There used to always be a day in summer when it was very hot and I’d had a very bad day and I’d cut an old pair of jeans up into a spontaneous pair of shorts. They were never flattering — making shorts with a pair of kitchen scissors and a random whim isn’t exactly a recipe for a well-fitting or elegant piece of clothing — the hems were uneven and jagged; one was inevitably longer than the other. But that was the point — it was a piece of clothing that defied the conventions of adulthood, which demand we wear what is flattering.

Shorts on any body are an aggressive choice to display and promote that body; shorts are never an accident. There is a perverse and persistent way in which fashion choices originally intended to be anti-beauty and anti-convention become the sole provenance of the conventionally beautiful. The whole point of Patti Smith destroying her jeans was for her to look like she was breaking the rules, up to and including the rule that clothes are meant to make the wearer look good. If you want to look good, wear a sundress (honestly, this applies to every body type: If you just want to look nice, you should always just wear a sundress). Shorts are aggressively unflattering on just about everyone, which reaches back to their origins in youth culture.

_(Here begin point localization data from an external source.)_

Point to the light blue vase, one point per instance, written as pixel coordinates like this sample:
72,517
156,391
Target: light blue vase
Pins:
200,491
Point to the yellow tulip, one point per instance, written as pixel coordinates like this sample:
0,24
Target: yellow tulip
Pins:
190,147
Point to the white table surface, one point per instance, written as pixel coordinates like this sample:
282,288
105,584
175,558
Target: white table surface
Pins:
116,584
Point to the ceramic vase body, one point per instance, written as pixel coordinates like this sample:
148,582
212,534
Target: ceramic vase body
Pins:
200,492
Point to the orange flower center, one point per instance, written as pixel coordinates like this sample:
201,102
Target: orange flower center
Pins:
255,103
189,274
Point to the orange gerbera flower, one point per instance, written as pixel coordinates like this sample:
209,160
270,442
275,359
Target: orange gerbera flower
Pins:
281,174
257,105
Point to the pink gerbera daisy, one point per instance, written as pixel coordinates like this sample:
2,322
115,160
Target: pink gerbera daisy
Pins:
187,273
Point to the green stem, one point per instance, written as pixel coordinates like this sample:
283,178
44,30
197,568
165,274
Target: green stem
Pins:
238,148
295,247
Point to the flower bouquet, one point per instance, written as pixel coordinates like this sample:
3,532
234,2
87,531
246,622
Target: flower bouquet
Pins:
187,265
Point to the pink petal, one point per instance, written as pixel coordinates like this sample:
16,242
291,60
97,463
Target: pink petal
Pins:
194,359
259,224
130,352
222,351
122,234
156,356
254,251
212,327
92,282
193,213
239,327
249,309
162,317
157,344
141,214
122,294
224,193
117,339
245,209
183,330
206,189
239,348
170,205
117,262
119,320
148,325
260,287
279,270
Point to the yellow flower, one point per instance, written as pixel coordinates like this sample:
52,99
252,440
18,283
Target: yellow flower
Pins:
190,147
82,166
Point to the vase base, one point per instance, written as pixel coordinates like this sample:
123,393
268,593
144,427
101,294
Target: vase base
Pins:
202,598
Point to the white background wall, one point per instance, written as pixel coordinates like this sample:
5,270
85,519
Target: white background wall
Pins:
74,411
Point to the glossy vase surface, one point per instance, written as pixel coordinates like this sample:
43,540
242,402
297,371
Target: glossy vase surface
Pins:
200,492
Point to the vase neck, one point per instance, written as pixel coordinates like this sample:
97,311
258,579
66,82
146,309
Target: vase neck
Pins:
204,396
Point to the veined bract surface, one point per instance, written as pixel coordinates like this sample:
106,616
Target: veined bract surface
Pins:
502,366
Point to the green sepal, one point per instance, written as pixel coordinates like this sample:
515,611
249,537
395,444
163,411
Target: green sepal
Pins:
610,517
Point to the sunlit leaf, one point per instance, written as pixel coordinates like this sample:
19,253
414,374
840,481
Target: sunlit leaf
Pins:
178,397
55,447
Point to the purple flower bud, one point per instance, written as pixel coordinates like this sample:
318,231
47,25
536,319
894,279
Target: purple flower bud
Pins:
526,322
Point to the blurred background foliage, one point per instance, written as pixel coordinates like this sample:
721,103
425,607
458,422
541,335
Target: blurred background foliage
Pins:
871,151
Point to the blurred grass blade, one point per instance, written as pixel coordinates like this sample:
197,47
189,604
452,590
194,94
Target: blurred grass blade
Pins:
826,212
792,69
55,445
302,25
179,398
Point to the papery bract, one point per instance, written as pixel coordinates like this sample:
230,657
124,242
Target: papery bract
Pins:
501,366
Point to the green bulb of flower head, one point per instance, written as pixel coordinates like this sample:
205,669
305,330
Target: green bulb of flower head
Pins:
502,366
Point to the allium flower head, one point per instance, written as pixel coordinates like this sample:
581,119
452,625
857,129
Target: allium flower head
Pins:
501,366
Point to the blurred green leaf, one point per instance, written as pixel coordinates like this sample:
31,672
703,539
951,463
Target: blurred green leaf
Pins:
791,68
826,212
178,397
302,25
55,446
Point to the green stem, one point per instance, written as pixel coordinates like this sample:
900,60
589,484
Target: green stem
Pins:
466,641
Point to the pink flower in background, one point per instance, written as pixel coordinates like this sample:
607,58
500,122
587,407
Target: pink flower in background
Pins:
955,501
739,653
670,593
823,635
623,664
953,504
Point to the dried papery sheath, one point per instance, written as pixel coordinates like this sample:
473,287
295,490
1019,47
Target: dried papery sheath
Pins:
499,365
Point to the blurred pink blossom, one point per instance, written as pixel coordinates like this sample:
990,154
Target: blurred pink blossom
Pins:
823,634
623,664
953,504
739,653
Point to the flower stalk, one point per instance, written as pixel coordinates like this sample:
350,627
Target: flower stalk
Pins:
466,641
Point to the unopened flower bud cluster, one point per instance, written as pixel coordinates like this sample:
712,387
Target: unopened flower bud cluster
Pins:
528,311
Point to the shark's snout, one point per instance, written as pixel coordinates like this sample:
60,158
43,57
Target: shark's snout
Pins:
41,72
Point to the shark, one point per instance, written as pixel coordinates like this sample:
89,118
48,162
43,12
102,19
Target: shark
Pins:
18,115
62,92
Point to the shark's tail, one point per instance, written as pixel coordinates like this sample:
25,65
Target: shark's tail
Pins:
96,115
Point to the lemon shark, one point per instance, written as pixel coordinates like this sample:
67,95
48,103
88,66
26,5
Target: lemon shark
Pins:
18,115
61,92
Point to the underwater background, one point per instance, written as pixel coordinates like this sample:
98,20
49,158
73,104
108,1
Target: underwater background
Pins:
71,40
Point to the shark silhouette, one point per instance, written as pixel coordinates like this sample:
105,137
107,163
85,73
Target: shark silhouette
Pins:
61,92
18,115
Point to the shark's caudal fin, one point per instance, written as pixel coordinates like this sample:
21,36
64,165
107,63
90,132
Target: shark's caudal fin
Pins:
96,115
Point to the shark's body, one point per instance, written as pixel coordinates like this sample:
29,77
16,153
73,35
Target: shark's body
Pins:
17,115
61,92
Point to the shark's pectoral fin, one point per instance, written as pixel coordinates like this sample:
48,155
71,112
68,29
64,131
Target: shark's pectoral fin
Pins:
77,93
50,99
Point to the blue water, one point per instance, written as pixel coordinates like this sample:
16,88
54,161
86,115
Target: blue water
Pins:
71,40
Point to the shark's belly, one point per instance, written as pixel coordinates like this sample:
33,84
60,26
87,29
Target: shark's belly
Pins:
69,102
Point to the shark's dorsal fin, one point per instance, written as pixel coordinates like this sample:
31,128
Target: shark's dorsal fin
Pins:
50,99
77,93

While adulthood comes with many horrible restrictions and responsibilities, one of its small mercies is that, outside of whatever professional environments you have to enter in order to make money, you don’t have to listen to anyone telling you what to wear. No one who says that shorts are for certain ages or certain bodies actually has any real authority. The full control over one’s life that adulthood signifies is objectively terrible: It means taxes and jobs and bills, the responsibility to treat others well, and the acceptance that you cannot control the behavior or reactions of others. But it does mean that you have no obligation to listen to anyone saying that you have to throw out your tiny shorts because you turned 30 or gained 15 pounds. The choice to show one’s body as one gets older is a refusal to let an idea of age-appropriate clothing sap the joys of living in a human body. Shorts are a refusal to privilege what is appropriate over what is joyful. Saying that we should refuse youthful joys when they are readily available and hurting no one, simply because our bodies might not visibly fit an arbitrary standard, is both unnecessary and cruel.

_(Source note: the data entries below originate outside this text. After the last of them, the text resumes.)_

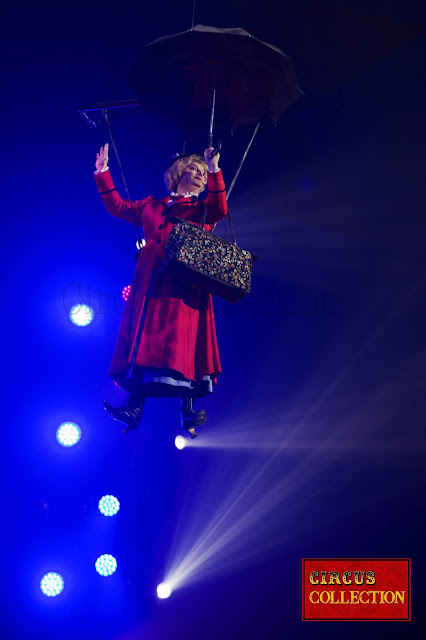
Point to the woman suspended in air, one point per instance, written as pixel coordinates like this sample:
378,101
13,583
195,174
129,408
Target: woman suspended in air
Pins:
166,344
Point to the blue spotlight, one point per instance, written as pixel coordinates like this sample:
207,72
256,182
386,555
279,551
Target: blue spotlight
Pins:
106,565
81,315
52,584
180,442
164,590
68,434
109,505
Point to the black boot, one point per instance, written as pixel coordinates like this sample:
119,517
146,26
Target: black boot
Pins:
190,418
129,413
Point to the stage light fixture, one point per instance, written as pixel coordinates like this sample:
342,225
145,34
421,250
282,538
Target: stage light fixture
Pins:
68,434
52,584
81,315
106,565
180,442
164,590
109,505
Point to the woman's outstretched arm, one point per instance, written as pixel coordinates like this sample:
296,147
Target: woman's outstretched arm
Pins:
217,207
128,210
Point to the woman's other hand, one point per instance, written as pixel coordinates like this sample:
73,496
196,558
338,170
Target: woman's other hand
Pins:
102,158
212,163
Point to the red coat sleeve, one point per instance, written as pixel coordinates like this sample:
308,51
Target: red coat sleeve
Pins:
217,207
128,210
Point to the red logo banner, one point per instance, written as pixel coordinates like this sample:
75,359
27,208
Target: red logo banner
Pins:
356,589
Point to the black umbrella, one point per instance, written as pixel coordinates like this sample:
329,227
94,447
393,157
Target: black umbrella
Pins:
180,76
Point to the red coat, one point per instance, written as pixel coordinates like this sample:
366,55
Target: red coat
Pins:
178,329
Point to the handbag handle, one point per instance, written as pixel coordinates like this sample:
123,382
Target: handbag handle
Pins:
227,217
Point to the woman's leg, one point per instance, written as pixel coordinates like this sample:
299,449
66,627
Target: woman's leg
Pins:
189,417
130,412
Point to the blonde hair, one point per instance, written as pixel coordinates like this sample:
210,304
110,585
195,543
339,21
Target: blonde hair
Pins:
174,173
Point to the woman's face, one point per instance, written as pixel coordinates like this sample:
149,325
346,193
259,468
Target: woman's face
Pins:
193,178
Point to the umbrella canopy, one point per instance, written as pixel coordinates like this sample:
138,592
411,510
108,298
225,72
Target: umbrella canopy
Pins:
175,77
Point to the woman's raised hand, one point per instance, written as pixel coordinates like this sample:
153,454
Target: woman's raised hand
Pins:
212,163
102,158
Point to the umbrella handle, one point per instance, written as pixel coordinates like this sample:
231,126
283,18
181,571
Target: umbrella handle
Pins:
216,149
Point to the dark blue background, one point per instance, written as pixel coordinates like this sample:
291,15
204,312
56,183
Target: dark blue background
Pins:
332,201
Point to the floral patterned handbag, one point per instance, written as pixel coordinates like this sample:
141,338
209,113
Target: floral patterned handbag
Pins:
208,261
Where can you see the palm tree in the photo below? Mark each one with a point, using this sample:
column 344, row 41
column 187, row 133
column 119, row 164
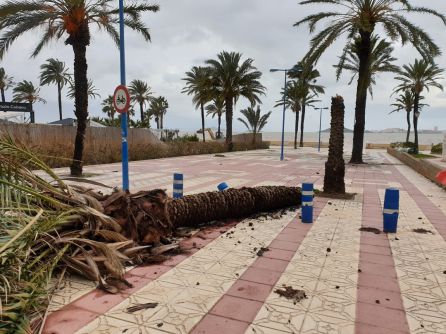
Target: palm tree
column 381, row 61
column 361, row 18
column 54, row 71
column 108, row 107
column 92, row 91
column 255, row 122
column 140, row 93
column 158, row 108
column 233, row 79
column 70, row 18
column 416, row 77
column 217, row 108
column 6, row 82
column 199, row 84
column 26, row 92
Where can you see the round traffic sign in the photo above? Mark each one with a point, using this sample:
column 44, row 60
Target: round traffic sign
column 121, row 99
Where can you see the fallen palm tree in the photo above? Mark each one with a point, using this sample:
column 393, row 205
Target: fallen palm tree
column 47, row 226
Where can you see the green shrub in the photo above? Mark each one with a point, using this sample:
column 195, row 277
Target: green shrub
column 437, row 149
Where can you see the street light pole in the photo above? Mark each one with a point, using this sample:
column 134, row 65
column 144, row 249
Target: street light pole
column 296, row 69
column 320, row 125
column 124, row 125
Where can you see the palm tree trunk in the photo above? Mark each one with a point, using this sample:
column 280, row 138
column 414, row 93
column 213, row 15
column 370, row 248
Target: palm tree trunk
column 408, row 127
column 202, row 121
column 302, row 123
column 79, row 44
column 229, row 109
column 296, row 129
column 141, row 107
column 59, row 99
column 415, row 120
column 219, row 126
column 361, row 98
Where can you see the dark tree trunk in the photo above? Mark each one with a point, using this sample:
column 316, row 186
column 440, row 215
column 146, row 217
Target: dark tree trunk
column 361, row 98
column 296, row 129
column 202, row 122
column 415, row 120
column 302, row 122
column 79, row 44
column 408, row 127
column 219, row 126
column 335, row 165
column 229, row 109
column 59, row 99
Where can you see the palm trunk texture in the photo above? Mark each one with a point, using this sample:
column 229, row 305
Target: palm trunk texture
column 335, row 165
column 79, row 44
column 361, row 98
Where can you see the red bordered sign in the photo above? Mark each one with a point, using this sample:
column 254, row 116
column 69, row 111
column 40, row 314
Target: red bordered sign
column 121, row 99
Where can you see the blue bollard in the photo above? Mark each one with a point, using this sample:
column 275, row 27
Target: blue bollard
column 222, row 186
column 307, row 203
column 391, row 210
column 178, row 185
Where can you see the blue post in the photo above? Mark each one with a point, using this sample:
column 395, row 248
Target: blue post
column 178, row 185
column 307, row 203
column 391, row 210
column 125, row 154
column 283, row 119
column 222, row 186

Summer is a season about being impolite, about acknowledging the fact of your body rather than hiding from it. Summer is a time for being a body rather than presenting a body, running around out in the world like a kid in a sprinkler. Summer clothing choices like shorts offer one small way to reach back to the things that were good about childhood — or even just good about the idea of it. For me, shorts in summer are about living beyond self-consciousness, making choices for myself and my own comfort rather than for the reactions of others. No one can stop me from walking outside, wearing very small shorts, and holding the consequences of my actions in my own two hands.